À ce jour, les autorités ont exécuté arbitrairement sept personnes en lien avec les manifestations, à l’issue de procès iniques entachés d’allégations de torture. Le 19 mai 2023, l’Iran a exécuté Majid Kazemi, Saleh Mirhashemi et Saeed Yaghoubi, dont le procès s’était tenu en décembre 2022 et janvier 2023. Les trois hommes avaient été condamnés à mort pour des accusations excessivement vagues et générales d’« inimitié à l’égard de Dieu » (moharebeh).
Les autorités avaient engagé ces poursuites sur la base d’allégations sans fondement s’appuyant sur des « aveux », obtenus sous la torture, selon lesquels ces hommes auraient utilisé des armes à feu pendant des manifestations au cours desquelles trois membres des forces de sécurité avaient été tués. Elles ne les ont toutefois pas inculpés ou déclarés coupables d’homicide pour ces morts. Le 10 mai, les autorités ont annoncé que leur déclaration de culpabilité et leur condamnation avaient été confirmées par la Cour suprême, en dépit de violations des règles de procédure, de graves vices de procédure, de preuves insuffisantes et d’allégations de torture n’ayant jamais donné lieu à des enquêtes.
Selon les informations obtenues par Amnesty International, les trois hommes ont été victimes de torture alors qu’ils étaient soumis à une disparition forcée et ont été forcés à faire des déclarations dans lesquelles ils se mettaient eux-mêmes en cause. Les personnes qui l’ont interrogé ont suspendu Majid Kazemi la tête en bas et lui ont montré une vidéo dans laquelle ils torturaient son frère et le soumettaient à plusieurs reprises à de fausses exécutions.
Depuis le début du soulèvement populaire en septembre 2022, les autorités ont arrêté et inculpé des milliers de personnes, ce qui laisse craindre que d’autres soient également condamnées à mort.

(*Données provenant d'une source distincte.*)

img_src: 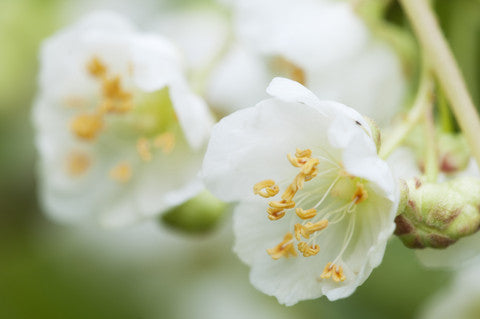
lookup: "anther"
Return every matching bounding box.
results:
[268,200,295,209]
[87,57,107,78]
[297,241,320,257]
[253,179,279,198]
[295,207,317,219]
[267,232,297,260]
[352,182,368,204]
[295,219,328,240]
[320,262,347,282]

Outre les hommes mentionnés plus haut, Amnesty International a obtenu la confirmation qu’au moins 16 autres personnes sont actuellement détenues et inculpées ou accusées d’infractions passibles de la peine capitale : Toomaj Salehi, Farzad (Farzin) Tahazadeh, Farhad Tahazadeh, Karwan Shahiparvaneh, Reza Eslamdoost, Shahram Marouf-Moula, Pouria Javaheri, Heshmatollah Tabarzad, Bahman Bahmani, Mohsen Ahmadpour, Behrouz Salahshour, Rasul Badaghi, Vahid Abbasi, Reza Arabpour, Sadegh Ghasemi et Ismail Mousavi Nazari.
Depuis la fin du mois d’avril 2023, les autorités ont exécuté à un rythme effréné des dizaines de personnes, intensifiant le recours à la peine capitale comme outil de répression pour tenter d’instiller la peur au sein de la population et d’écraser les actes de résistance contre le pouvoir et la classe dirigeante.